Drop her off and tell her, “If anything happens, I'll never forget your pretty face.” Then get on your cell and just as she’s getting out of the car and closing the door, say this: “I don’t care what kind of insane money he’s offering, we gotta get in there first before shit goes down and the fucking place blows!”
I swear, all night she’ll be lying in bed wondering just who the hell are you! Don’t be surprised the next day if she wants to give you a blowjob.
3. Girls like guys with style.
Three little words here are all you need to know: Cape, crown, cane. The “3 C’s” as I call them. The beauty about the 3 C’s is that they go with everything, or you can mix them up.
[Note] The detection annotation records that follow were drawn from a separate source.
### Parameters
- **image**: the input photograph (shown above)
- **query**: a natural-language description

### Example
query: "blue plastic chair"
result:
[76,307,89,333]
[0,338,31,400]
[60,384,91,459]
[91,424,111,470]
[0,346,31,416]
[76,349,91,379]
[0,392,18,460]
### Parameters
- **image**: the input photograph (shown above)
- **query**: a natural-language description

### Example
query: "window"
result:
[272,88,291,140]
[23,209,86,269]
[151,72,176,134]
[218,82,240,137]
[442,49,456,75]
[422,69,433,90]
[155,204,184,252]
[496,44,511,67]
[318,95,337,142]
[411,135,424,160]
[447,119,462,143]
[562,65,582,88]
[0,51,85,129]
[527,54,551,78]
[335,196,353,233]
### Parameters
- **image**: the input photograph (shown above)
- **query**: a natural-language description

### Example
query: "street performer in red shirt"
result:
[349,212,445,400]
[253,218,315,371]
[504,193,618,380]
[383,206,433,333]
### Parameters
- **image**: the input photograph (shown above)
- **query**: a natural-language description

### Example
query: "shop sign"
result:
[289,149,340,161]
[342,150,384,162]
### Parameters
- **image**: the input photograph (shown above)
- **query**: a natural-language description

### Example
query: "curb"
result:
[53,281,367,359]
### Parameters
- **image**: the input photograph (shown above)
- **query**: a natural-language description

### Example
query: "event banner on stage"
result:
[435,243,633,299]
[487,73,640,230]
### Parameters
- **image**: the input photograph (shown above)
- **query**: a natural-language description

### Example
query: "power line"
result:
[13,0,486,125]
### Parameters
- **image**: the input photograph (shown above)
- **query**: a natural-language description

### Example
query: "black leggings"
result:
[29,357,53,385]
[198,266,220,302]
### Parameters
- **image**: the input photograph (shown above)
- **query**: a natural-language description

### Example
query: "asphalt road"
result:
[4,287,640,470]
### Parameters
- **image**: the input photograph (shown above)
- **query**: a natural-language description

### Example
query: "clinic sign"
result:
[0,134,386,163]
For example: I do a lot of babysitting. A new family with kids just moved into the neighborhood, so I decided to go over and introduce myself for two reasons. 1) I need the work, and 2) the mom is hot. So what am I going to wear? I’m not going to show up looking too casual in case the mom answers the door; on the other hand, I don’t want to look too sexy because babysitters need to look wholesome and trustworthy.
The answer is simple: Cape and crown. Leave out the cane. The cane can be seen as a weapon or some kind of pimp apparatus. Too be honest, the cane for me usually comes out only when it’s a full moon. Back in the 17th century, it was believed that men with canes weren’t actually men, but werewolves in disguise. I’m definitely not a werewolf, but ladies…there’s definitely some wild animal caged inside my pants waiting to be tamed.
4. It’s all about the confidence.
I know we’ve all heard this before, but it couldn’t be more true: Girls dig confidence. Just like the 3 C’s…it’s plain and simple. And it’s not easy to get.
Here are a couple of confidence building exercises to help you on your way.
Take 10 minutes each morning and visualize yourself alone in a dark, cold room with a little girl in a pink dress sitting in the opposite corner of you. Just sit there and let her be scared. Let her cry. Let her shiver. To the point where you don’t think she’s going to make it anymore.
Then walk over to her and hug her. Cry with her. Shiver with her. Then take off her mask to reveal your face. She’s you. She represents your lack of confidence.
Now slowly start to strangle her. She might fight back, but only because she wants to stay alive. You can’t let this happen. Squeeze harder. Then let her lifeless body fall to the ground. In theory, this should help you. But it’s way easier said than done.
For me, I find that when I try to strangle the girl what ends up happening is another story: she’s very ticklish. Then she tickles me back. And I start to laugh, but only half laughing because it feels good and I know I’m supposed to be strangling her. Next thing I know we’re kissing. But then she always stops me and says, “What are you doing?” and I’m like, “What?” and she’s like, “You’re such a bad kisser!” and I try to strangle her but she slaps me across the face and I’m like “Ouch! Why did you do that?” and she’s all like “SHUT THE FUCK UP!”
Here's another confidence building exercise you'll want to try. Head over to your local strip club, find the hottest stripper in the joint, and put all your money towards as many lap dances as possible. Then spend that hour lying to her about yourself and things you’ve accomplished.
I go in all the time and say things like, “Good looking people at parties always tell me I should get into acting,” or “I once brought a dead dolphin back to life in front of a bunch of children.” For some reason, lying to a stripper feels good. Not only that, but sometimes after a beer or two, the line between the truth and the lies…becomes blurred.